Mushrooms and Other Fungi

The George Washington Memorial Parkway is home to lush forests, teeming wetlands, and verdant meadows. However, none of these spectacular ecosystems would function without the vital roles filled by the fungal community. This enigmatic group of organisms not only possess an incredible level of diversity in both form and function, but also plays a key role in maintaining the health and diversity of plant and animal communities.

Although they may superficially resemble plants, fungi occupy a separate taxonomic kingdom, "fungi." During their long, but ongoing, evolution; the ancestors of fungi diverged from the ancestors of plants sometime around one billion years before present, and from animals only slightly more recently. In addition to true fungi, there are also fungus like organisms that (through convergent evolution) have evolved a lifestyle similar to that of fungi; such as slime moulds, and a group of organisms represented by the microorganism that causes potato blight disease in potato crops.

A billion years of evolution has produced many unique features that characterize fungi. Two of their most important features pertain to the way in which fungi grow, and the composition of their chromosomes. Firstly, fungi exhibit two distinct forms of growth. They can grow as hyphae, which are a series of branching root-like filaments that expand by dividing behind the leading tip of individual hypha. The mass formed by these branching hyphae is termed the mycelium. Fungi can also grow as free living yeasts, which grow by fission of individual cells. A few fungi, called "Dikaryotic Fungi" are even capable of switching between these two types of growth. Secondly, the cells of fungi contain haploid nuclei. Unlike the cells of plants and animals (excluding special reproductive cells), fungal cells only contain half the organism's chromosomes at any given time. Despite these unique characteristics; fungi, much like animals, are incapable of producing their own food, and must obtain their food by absorbing it from their environment. Whether it's from the soil, or from the dead or living tissues of plants, animals, or even other fungi, the search for energy continues to drive the evolution of fungi within our ecosystems.


What Lives Here

Since they first appeared a billion years ago, fungi have undergone an impressive degree of speciation. The legacy of their evolution can be found in the five living phyla within the kingdom fungi, all of which are represented within the ecosystems of the George Washington Memorial Parkway.

Chytrids live in close association with water, and can be found in almost any body of water within our parks, as well as in damp soil. Chytrids are unique among fungi due to the fact that their zoospores (single-celled seeds or larvae) are free swimming and are capable of "searching" for an appropriate location to encyst and grow. In this park chytrids are inconspicuous decomposers of dead organic matter, or as parasites of plants and freshwater invertebrates. The chytrids familiar to most people are the ones that cause the black crusts that occasionally show up on grocery store potatoes, and the invasive chytrid that has been implicated in the devastating worldwide loss of amphibians.

These fungi are closely associated as symbiotes of plants, and can be found growing between and into the root cells of herbaceous plants. Like the chytrids, they are highly inconspicuous, but play an important role in maintaining the health of park ecosystems.

The Zygomycota are a group of fungi typically associated with unpleasant images of animal feces and rotting fruit. Some species of Zygomycota are able to grow at unusually high temperatures (about 600C) associated with compost piles. Many Zygomycota are important parasites of insects, and are capable of causing spectacular crashes in their host populations.

Basidiomycota are probably the phylum of fungi familiar to most people when they picture a fungus, since they produce the familiar mushrooms.

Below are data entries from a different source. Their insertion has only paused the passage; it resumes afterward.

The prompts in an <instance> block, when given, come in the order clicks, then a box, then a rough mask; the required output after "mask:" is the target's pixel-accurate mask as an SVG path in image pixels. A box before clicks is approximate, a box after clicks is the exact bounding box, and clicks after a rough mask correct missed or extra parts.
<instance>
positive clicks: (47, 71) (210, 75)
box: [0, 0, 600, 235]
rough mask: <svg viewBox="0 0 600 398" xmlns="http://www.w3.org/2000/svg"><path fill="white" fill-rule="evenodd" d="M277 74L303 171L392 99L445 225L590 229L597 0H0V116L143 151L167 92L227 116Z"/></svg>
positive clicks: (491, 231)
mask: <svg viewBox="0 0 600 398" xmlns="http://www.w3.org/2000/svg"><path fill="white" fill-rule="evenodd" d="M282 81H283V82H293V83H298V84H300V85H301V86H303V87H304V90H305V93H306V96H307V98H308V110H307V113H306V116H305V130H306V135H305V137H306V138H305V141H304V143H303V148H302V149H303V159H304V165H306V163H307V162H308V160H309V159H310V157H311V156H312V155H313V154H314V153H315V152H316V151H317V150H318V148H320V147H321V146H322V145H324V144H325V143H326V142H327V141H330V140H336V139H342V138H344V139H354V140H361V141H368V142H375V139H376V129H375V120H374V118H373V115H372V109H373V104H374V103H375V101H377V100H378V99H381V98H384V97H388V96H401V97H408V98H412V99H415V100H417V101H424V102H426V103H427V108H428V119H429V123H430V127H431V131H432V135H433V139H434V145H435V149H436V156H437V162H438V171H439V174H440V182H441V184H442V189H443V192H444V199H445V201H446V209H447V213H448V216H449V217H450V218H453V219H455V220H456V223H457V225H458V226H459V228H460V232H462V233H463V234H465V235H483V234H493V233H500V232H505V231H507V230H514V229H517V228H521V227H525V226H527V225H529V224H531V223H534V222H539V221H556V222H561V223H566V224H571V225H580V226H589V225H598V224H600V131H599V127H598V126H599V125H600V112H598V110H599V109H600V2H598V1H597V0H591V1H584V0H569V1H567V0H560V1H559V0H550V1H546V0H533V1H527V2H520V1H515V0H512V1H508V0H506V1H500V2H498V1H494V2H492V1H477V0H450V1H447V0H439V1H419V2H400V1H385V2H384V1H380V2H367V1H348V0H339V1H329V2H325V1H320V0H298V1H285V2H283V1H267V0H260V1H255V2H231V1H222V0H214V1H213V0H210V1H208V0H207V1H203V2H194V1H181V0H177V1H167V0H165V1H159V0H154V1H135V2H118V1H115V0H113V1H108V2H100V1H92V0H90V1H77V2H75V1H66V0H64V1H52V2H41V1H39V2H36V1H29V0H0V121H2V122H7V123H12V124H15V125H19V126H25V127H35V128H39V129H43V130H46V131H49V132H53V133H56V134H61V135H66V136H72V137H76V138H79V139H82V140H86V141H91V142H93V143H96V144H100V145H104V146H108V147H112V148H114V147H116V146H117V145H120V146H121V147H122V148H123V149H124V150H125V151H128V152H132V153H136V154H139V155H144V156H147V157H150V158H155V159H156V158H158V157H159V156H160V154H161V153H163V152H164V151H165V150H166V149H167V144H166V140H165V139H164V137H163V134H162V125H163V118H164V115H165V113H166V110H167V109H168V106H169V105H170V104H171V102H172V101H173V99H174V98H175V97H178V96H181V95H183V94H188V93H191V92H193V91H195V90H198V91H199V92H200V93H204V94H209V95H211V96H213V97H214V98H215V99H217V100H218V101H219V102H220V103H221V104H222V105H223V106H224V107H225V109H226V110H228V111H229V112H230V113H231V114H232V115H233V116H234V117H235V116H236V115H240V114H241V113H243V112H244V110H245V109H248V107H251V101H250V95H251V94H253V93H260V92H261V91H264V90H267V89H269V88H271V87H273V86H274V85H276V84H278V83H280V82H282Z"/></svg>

Many species in the Basidiomycota are symbiotes with large forest trees, making them important to the overall health of forest ecosystems. Many others are decomposers growing in the soil or on decaying logs. A few are virulent pathogenic parasites that cause many plant diseases.

The Ascomycota are the most diverse and speciose phylum of fungi found in this park, occupying an enormous variety of niches within our ecosystems. They fill everything from decomposers of organic material, to parasites or symbiotes of plants and insects. They can even be found growing harmlessly as yeasts within the respiratory tracts of humans and other animals. Lichens, which are ubiquitous on exposed rock, usually contain an Ascomycete fungus as partner in the relationship.


Finding Fungi

A bioblitz sponsored by the George Washington Memorial Parkway in 2006 turned up 55 different species of mushrooms; representing a tiny fraction of the possible number of species present in the park. The best times to find and observe fungi are between late spring and mid fall, preferably after a recent rainstorm. If you're looking to identify individual species, it helps to also identify what they are growing on or near.